Deep Embedded K-Means Clustering
Wengang Guo, Kaiyan Lin, Wei Ye

TL;DR
This paper introduces DEKM, a deep clustering method that transforms autoencoder embeddings to better reveal cluster structures, optimizing representations and clustering iteratively without relying on reconstruction loss.
Contribution
The paper proposes a novel transformation of autoencoder embeddings using eigenvectors to enhance cluster structure detection and a greedy optimization method for representation learning.
Findings
DEKM achieves state-of-the-art clustering performance on real-world datasets.
Transforming embedding space improves the visibility of cluster structures.

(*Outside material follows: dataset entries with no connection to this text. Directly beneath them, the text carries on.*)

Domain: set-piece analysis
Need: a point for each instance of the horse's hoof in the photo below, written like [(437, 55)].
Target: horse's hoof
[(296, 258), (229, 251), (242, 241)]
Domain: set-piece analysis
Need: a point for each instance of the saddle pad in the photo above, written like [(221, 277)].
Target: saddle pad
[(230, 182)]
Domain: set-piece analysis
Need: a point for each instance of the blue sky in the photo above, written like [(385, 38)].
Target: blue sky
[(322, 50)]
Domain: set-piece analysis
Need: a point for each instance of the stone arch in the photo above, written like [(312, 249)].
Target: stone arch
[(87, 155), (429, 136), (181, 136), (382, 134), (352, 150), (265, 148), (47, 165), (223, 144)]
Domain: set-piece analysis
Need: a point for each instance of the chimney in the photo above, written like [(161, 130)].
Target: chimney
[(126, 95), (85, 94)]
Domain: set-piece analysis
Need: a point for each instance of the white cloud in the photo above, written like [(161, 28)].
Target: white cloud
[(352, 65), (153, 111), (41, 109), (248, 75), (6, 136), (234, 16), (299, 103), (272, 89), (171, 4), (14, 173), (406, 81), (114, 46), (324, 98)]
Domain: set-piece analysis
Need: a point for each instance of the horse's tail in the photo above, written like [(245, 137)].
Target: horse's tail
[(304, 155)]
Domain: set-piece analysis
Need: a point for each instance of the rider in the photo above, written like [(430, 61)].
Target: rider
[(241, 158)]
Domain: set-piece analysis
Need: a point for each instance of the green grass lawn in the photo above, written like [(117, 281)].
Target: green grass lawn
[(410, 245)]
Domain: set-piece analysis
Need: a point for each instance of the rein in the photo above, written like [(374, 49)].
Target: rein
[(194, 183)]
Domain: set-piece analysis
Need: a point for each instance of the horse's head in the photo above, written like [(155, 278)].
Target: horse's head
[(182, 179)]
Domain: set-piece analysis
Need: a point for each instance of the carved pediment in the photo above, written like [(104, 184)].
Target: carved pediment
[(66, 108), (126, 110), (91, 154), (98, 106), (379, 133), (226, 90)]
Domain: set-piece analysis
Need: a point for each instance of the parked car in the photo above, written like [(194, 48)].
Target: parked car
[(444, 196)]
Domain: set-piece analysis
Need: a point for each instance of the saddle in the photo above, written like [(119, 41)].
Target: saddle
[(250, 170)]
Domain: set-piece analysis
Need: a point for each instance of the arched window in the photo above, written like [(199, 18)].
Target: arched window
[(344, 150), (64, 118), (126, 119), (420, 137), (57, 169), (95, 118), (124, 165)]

Alternating optimization enhances both representation quality and clustering accuracy.
Abstract
Recently, deep clustering methods have gained momentum because of the high representational power of deep neural networks (DNNs) such as autoencoder. The key idea is that representation learning and clustering can reinforce each other: Good representations lead to good clustering while good clustering provides good supervisory signals to representation learning. Critical questions include: 1) How to optimize representation learning and clustering? 2) Should the reconstruction loss of autoencoder be considered always? In this paper, we propose DEKM (for Deep Embedded K-Means) to answer these two questions. Since the embedding space generated by autoencoder may have no obvious cluster structures, we propose to further transform the embedding space to a new space that reveals the cluster-structure information. This is achieved by an orthonormal transformation matrix, which contains the…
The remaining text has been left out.